On the negative side, some elements of the plot and script are weak to bordering on downright silly. Sorvino’s character Meg goes from “no one could possibly be that naïve” to streetwise, and then back again, so much so that it’s even pointed out by another character in the movie. Her forced participation in the cleanup of a dead body is frankly ludicrous, and a story she tells the other girls about why she chucked everything in and moved to New York is meant to be sad and upsetting but is so ridiculous it’s a surprise they didn’t just burst out laughing.

Despite its flaws, this is a passable story of the mob, told from a slightly unconventional angle. The participation of Mariah Carey obviously focuses more attention on her than would normally be of a co-star in a movie; but overall everyone turns in a reasonable performance in what is a watchable though not particularly spectacular crime story.

An acceptable 1.85:1 anamorphic image is provided here, which is a little grainy at times, though that probably has more to do with the source print than the transfer. All in all, probably about as good as could have been expected.

The Dolby Digital 5.1 track here is surprisingly lively for a low-key feature. There’s plenty of surround usage, and dialogue, effects and music are all presented with clarity. A more than adequate presentation for the task at hand.

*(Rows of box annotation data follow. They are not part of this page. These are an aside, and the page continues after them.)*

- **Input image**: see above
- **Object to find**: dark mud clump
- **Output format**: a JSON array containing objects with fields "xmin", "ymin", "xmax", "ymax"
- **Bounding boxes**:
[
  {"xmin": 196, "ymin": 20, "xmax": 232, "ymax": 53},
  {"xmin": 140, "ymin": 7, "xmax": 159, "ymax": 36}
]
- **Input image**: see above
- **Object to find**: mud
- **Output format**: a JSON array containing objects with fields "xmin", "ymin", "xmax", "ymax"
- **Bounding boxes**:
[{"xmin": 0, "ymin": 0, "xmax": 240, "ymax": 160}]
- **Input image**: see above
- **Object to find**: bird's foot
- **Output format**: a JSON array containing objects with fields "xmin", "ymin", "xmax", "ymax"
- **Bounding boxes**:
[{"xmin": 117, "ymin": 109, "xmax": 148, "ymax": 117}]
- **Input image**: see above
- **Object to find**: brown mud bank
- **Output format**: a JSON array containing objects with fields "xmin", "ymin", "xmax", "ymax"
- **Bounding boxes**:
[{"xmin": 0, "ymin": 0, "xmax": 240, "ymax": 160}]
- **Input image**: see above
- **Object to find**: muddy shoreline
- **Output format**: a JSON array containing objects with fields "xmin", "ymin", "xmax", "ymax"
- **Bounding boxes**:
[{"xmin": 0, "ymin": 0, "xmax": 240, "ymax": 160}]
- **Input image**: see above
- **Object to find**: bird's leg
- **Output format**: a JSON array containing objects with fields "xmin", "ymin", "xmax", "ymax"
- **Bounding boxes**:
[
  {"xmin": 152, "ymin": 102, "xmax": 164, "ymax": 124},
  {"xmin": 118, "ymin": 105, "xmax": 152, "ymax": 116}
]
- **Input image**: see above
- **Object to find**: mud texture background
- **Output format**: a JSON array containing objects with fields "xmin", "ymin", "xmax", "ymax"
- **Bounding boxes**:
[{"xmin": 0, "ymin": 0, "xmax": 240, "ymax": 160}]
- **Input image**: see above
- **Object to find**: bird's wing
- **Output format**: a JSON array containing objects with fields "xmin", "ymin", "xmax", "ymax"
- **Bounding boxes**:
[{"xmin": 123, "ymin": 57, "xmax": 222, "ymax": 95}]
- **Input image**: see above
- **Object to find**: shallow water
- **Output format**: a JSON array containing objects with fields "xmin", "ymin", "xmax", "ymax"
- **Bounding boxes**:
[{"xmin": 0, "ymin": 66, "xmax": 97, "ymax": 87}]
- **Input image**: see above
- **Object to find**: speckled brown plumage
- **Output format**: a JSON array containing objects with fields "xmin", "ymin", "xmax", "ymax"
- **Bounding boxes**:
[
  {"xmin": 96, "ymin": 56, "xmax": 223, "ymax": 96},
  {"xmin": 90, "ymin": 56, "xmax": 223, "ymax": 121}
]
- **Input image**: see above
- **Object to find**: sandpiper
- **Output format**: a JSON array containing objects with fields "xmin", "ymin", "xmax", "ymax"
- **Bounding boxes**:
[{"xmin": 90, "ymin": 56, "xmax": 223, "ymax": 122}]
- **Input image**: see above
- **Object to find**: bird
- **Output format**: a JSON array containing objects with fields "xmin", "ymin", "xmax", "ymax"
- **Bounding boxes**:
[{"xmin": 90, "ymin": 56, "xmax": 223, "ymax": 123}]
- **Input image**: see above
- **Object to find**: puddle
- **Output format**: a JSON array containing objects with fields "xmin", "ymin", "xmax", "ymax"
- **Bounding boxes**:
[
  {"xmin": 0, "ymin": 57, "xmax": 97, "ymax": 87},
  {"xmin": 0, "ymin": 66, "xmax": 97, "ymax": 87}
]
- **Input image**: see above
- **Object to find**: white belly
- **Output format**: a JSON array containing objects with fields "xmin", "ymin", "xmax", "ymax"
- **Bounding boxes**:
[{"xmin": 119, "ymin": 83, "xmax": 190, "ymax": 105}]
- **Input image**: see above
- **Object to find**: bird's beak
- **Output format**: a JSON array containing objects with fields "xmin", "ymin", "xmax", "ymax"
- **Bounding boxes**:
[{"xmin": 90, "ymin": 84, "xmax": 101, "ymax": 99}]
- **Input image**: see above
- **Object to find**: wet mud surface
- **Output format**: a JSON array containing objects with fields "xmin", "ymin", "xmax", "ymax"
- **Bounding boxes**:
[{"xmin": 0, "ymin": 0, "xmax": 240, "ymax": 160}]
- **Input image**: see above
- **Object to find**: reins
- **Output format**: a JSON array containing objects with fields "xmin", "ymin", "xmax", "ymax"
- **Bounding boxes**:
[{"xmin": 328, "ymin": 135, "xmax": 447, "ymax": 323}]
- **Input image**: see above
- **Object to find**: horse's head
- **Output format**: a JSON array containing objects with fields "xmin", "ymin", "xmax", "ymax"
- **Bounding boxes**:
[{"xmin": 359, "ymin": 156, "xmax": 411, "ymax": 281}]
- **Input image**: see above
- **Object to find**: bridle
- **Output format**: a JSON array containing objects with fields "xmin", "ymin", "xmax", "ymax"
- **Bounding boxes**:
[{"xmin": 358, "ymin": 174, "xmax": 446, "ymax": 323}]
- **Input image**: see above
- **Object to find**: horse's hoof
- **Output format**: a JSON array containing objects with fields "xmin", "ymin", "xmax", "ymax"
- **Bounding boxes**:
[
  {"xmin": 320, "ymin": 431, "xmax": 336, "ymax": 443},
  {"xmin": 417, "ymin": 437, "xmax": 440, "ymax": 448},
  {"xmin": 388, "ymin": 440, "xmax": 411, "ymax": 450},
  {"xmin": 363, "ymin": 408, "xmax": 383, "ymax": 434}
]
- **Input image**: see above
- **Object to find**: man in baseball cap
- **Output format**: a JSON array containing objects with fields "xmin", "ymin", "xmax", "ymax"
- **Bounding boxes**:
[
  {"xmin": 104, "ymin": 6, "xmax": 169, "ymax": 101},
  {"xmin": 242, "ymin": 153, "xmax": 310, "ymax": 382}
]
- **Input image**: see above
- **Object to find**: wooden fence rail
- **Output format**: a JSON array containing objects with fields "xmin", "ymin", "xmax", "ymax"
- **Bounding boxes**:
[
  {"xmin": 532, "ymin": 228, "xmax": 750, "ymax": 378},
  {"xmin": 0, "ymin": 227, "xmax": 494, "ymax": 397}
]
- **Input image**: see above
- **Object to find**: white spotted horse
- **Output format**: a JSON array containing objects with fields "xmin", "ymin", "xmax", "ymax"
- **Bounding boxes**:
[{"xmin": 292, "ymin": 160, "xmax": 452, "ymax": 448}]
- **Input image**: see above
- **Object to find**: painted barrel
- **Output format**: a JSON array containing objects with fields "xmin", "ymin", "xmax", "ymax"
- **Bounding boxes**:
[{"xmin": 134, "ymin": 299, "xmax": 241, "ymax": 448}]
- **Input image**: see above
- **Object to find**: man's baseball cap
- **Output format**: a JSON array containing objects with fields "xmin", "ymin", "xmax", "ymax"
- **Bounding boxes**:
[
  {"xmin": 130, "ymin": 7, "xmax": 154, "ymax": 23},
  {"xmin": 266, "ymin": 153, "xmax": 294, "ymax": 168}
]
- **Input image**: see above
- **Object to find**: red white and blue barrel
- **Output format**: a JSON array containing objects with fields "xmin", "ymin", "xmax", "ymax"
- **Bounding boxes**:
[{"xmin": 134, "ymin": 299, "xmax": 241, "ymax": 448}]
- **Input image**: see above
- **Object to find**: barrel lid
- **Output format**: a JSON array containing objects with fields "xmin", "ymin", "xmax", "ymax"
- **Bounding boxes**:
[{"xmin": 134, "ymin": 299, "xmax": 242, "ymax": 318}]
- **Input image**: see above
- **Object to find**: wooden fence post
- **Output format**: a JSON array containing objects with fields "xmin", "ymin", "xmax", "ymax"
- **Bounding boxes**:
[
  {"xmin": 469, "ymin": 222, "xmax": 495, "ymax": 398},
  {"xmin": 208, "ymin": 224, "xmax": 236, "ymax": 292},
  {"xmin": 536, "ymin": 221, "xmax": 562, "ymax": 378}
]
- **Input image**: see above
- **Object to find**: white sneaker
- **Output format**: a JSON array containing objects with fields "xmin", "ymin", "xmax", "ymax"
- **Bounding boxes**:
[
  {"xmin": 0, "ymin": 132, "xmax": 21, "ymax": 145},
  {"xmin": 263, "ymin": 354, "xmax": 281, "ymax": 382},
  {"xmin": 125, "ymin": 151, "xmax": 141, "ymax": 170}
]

There is just a pretty basic set of extras here, with no commentary present, and only the following available:

The Behind The Scenes featurette is quite a bit “press kit” promotional material, but does run for nearly twenty minutes so there are some points of interest. Mira Sorvino frequently drops into the “love-in” mode of just saying how wonderful it was to work with co-stars, director, etc, etc, though this does go against the alleged rumours of friction between herself and Mariah Carey. There are a lot of clips, some of which could be regarded as spoilers. Ludicrously, in one interview segment with Sorvino where she is talking about an element of the story she (quite rightly) says that she doesn’t want to give away the plot; and then the next clip does just that. So if you do watch this, make sure it’s after viewing the main feature.

Also included is the trailer, presented in widescreen but just 2.0 stereo. Like the featurette, it includes a couple of sequences that while not being total spoilers, certainly would influence the way you would regard certain characters in the film. What’s the point of twists if you are just going to announce them in the promotional material?

DVD-ROM Content
It will come as absolutely no surprise to learn that there are no ROM extras here.

Final Thoughts
Mariah Carey in “not bad” film shocker! It’s certainly not a great film, but it’s Oscar material when compared to Glitter. The disc is technically competent, with a slightly better than expected soundtrack, but extras are somewhat basic. Overall it's OK, and perhaps a little bit different, but nothing too spectacular.